De pronto entraste a un evento importante y ves una oportunidad, a esa persona que podría aportarle un valor increíble a tu startup, pero no sabes cómo llamar su atención. Ir de frente y hacerle un pitch es una opción medianamente decente, pero un tanto perturbadora quizá para aquella persona que, por si no recuerdas, no te ha visto nunca. Acercarte con una copa de champagne y preguntarle qué tal los negocios podría ser muy brusco.

Pensaba en esto en mitad de un evento mientras visualizaba al Subgerente de microempresas de un Banco en Chile. Mientras, veía cómo se le acercaban otros emprendedores (con la misma intención que yo, claramente) y me planteé: ¿Cómo hacerlo para marcar una diferencia y cerrar un negocio con él?

En el Modelo DECO te expliqué que el proceso de venta es romanticismo puro; y las leyes de atracción señalan que la curiosidad por lo desconocido nos hace pensar más con el sistema límbico.

Si le dices a una chica que en una hora más le enseñarás una sorpresa para ella, lo más probable es que te insista en que se la muestres de inmediato; o cuando le dices a un niño que le contarás algo super secreto cuando vuelvas de comprar, éste esperará impaciente a que vuelvas para saber lo que tenías que decirle.

Un secreto de campo muy antiguo para el dolor de cabeza e incluso de estómago, era poner una habichuela en el bolsillo trasero de la persona y mencionarle que dentro de una hora, algo le pasaría a la habichuela y con eso el dolor se iría.

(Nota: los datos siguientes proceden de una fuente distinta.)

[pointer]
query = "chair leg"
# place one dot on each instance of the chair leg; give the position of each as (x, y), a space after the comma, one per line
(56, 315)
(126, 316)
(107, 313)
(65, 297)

La persona, finalmente olvidaba el dolor por estar concentrado en qué le pasaría a la habichuela.

Oportunidad

 Así que, en vez de venderle cualquier idea de negocios, me acerqué y comenzamos a hablar:

Germán: ¡Hola! Espero no incomodarte, solo te quitaré un segundo. Vi que eres Subgerente de microempresas en el Banco X. ¿Me podrías dar tu tarjeta? Creo que eres lo que estoy buscando.

Con cara de asombro y desconcierto, me contestó:

Empresario: Emmm sí, ¡claro! ¿De qué se trata?

Germán: ¿Te parece si te cuento en un rato? Mi socio me espera, pero te llamaré para coordinarnos, ¡te encantará!

Empresario: Cuando puedas, llámame.

Luego de esa oportunidad, transité junto a mi socio dentro del lugar, cuidando que el empresario me viera. Fue lo que hizo desde que dejamos de hablar, hasta que, luego de unos 15 minutos, su curiosidad fue tanta que se me acercó él esta vez. Ahí le hice el pitch, con todas las estrategias que te hemos ido enseñando en Ponte Geek.

La presentación fue un éxito, conectó con el propósito del negocio y finalmente, agendamos una reunión para firmar la alianza. Esa tarde, fui el único emprendedor en conseguir una alianza con él.

Diferenciarte en un entorno donde mil hombres cortejan a la chica más guapa de la fiesta, hará que en esta oportunidad ella se vaya en tu auto al final.